The linguist James Huang categorized languages into “cool” languages (i.e., languages that rely more on context) and “hot” languages (i.e., languages that rely less on context). Mandarin is thought to be a textbook example of “cool” languages, far “cooler” than languages such as English and Dutch; Huang hypothesised that the intended meaning of Mandarin phrases depends more on context than that of their English counterparts, and, therefore, that phrases in Mandarin are more likely to be omitted or under-specified than in English if their contexts provide enough information for readers to infer their meanings. James Huang originally introduced coolness in connection with the use of anaphora. Mandarin is “cool” since its pronouns are often more naturally omitted than English. For example, if someone asks, “Did John see Tom yesterday?”, a Mandarin speaker could simply answer “看见了。” (kanjianle, saw) to say “He saw him”, dropping pronouns in both the subject position and the object position. By contrast, the English word “saw” cannot form grammatically correct sentence on its own. In later work, the notion of coolness has been linked to the clarity-brevity trade-off in the use of language. It has been suggested that speakers of “cool” languages tend to keep their utterances shorter but less clear than speakers of “hot” languages. This suggestion would make the impact of coolness on language use very extensive. In this thesis, we decided to focus on noun phrases and aim at understanding and validating the “coolness” hypothesis on Mandarin noun phrases.

We approached this issue with the help of Natural Language Generation Techniques. Specifically, we conduct experiments to find out what Mandarin speakers say in a given situation, compare this with what English speakers say, check whether the outcomes are in line with the coolness hypothesis, and build natural language generation models to re-produce these speakers’ behaviour. Computational models help us understand better how people speak. Conversely, understanding human speaking patterns can help us build more mature practical natural language generation systems for Mandarin.

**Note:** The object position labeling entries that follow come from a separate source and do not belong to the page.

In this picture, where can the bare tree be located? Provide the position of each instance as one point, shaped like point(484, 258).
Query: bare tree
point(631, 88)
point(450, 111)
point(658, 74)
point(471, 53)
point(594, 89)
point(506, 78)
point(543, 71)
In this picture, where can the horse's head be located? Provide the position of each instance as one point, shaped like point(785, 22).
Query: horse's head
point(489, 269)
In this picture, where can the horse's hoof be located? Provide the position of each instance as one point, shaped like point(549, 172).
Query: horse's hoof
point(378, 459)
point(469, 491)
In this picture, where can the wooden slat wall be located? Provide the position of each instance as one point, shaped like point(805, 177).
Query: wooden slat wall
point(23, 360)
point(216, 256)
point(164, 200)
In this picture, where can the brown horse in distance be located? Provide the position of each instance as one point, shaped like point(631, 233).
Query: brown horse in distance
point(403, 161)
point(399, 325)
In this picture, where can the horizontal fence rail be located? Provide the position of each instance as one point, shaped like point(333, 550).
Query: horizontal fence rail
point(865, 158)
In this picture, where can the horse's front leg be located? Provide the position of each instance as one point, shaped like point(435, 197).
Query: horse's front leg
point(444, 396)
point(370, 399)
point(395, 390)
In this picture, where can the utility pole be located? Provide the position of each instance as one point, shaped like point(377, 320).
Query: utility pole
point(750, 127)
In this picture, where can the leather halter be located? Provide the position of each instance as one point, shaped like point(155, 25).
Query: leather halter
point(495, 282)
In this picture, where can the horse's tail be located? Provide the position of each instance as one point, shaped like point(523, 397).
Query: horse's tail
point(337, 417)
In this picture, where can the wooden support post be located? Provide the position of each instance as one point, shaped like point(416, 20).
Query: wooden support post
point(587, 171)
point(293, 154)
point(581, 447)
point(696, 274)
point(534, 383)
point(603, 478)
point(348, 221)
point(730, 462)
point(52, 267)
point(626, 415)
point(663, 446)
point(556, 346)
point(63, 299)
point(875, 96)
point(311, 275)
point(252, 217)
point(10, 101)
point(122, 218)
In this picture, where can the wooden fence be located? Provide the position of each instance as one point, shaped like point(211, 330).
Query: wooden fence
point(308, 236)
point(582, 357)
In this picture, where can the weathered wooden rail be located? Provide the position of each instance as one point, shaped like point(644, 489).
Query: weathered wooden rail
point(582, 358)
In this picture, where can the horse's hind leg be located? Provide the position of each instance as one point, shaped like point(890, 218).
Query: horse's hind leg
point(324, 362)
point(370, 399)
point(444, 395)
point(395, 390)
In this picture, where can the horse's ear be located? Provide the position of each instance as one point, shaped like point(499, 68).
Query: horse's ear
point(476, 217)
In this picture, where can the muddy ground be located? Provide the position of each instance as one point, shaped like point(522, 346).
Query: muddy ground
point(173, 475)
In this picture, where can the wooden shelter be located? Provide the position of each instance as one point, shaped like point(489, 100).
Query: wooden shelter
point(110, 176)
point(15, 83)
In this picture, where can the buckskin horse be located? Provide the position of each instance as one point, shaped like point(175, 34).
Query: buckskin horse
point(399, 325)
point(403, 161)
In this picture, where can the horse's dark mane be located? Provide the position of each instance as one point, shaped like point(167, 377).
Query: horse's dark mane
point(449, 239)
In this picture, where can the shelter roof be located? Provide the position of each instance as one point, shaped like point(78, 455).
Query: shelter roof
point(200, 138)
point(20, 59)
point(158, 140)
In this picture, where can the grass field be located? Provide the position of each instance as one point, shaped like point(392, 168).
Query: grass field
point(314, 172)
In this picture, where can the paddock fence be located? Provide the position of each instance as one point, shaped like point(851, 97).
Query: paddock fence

We were curious about two types of noun phrases. One is referring expression. Suppose Tom is the only student on the bus and he wears glasses. On the bus, there are 20 other people and 3 of them wear glasses. To refer to Tom, one can use the referring expression “the student” which rules out all other things (e.g., other people, chairs, etc.) on the bus. The other is quantified expressions. To describe the situation of people in the aforementioned bus using a quantified expression, one could say “Only one student is on the bus.”

In this thesis we link the phenomena we observed during our studies to the coolness hypothesis. Although most of the evidence that we found supports coolness, we also identified some counter-evidence. This suggests that coolness holds true in certain situations but not always.

We hope our work will pave the way for computational investigations of other differences between languages, and that it will inspire better natural language generation systems for Mandarin.